The four main abdominal muscle groups that combine to completely cover the internal organs include:
• transversus abdominis – the deepest muscle layer. Its main roles are to stabilise the trunk and maintain internal abdominal pressure
• rectus abdominis – slung between the ribs and the pubic bone at the front of the pelvis. When contracting, this muscle has the characteristic bumps or bulges that are commonly called ‘the six pack’. The main function of the rectus abdominis is to move the body between the ribcage and the pelvis
• external oblique muscles – these are on each side of the rectus abdominis. The external oblique muscles allow the trunk to twist, but to the opposite side of whichever external oblique is contracting. For example, the right external oblique contracts to turn the body to the left
•internal oblique muscles – these flank the rectus abdominis and are located just inside the hipbones. They operate in the opposite way to the external oblique muscles. For example, twisting the trunk to the left requires the left side internal oblique and the right side external oblique to contract together.
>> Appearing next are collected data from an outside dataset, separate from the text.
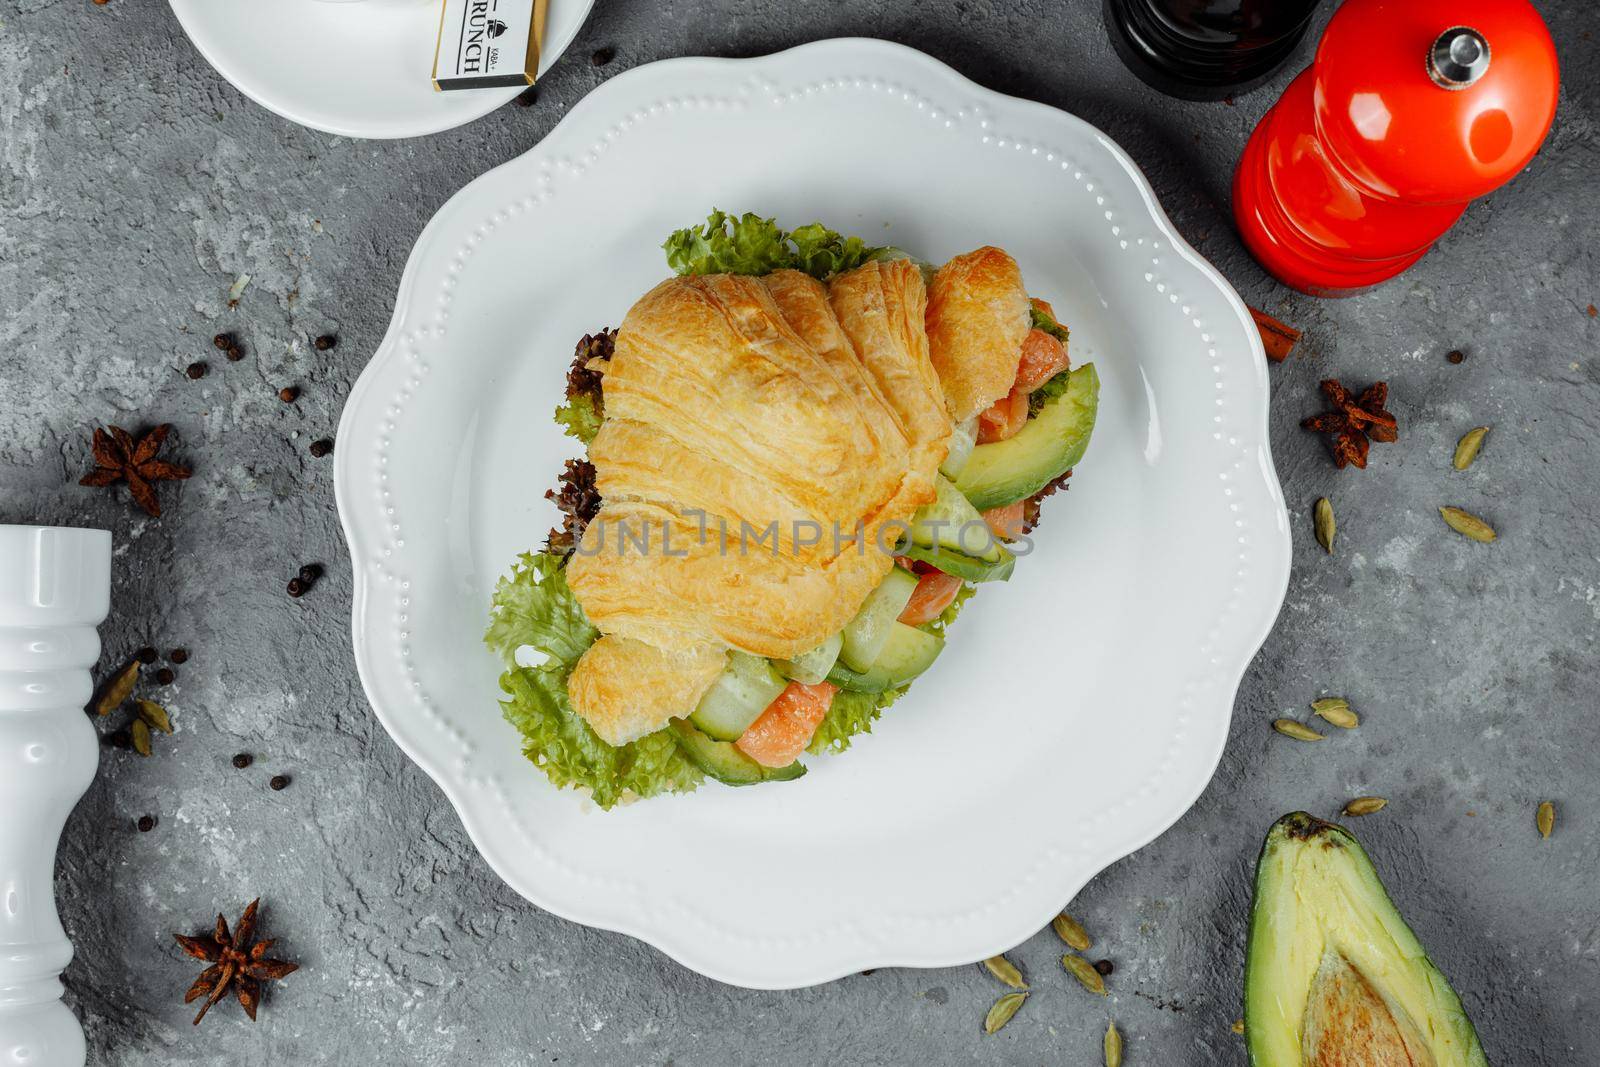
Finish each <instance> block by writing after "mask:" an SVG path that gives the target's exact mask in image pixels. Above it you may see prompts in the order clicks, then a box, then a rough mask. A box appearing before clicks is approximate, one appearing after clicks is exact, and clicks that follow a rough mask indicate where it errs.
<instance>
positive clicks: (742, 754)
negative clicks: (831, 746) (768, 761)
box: [672, 718, 805, 785]
mask: <svg viewBox="0 0 1600 1067" xmlns="http://www.w3.org/2000/svg"><path fill="white" fill-rule="evenodd" d="M672 729H674V731H677V734H678V747H680V749H683V755H686V757H688V758H690V763H693V765H694V766H698V768H699V769H702V771H706V773H707V774H710V776H712V777H715V779H717V781H718V782H723V784H726V785H758V784H762V782H792V781H794V779H797V777H800V776H802V774H805V765H802V763H800V760H795V761H794V763H790V765H789V766H778V768H773V766H762V765H760V763H757V761H755V760H752V758H750V757H747V755H744V753H742V752H739V749H738V747H736V745H734V744H733V742H731V741H717V739H715V737H707V736H706V734H702V733H701V731H698V729H694V726H691V725H690V723H686V721H683V720H682V718H674V720H672Z"/></svg>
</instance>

Transversus abdominis is the deepest of the abdominal muscles and wraps around the abdomen between the lower ribs and top of the pelvis, functioning like a corset.
When transversus abdominis contracts the waist narrows slightly and the lower abdomen flattens.
The function of the transversus abdominis is to stabilize the low back and pelvis BEFORE movement of the arms and/or legs occurs. This function is critical if wear and tear of the joints in your low back/pelvis (degeneration) is to be prevented.
Mind control with deep breathe will create a strong deep contraction of transversus abdomens contraction.
Note: Top of transverses abdominis there are there more layers, Internal oblique muscles, external oblique muscles then rectus abdominis.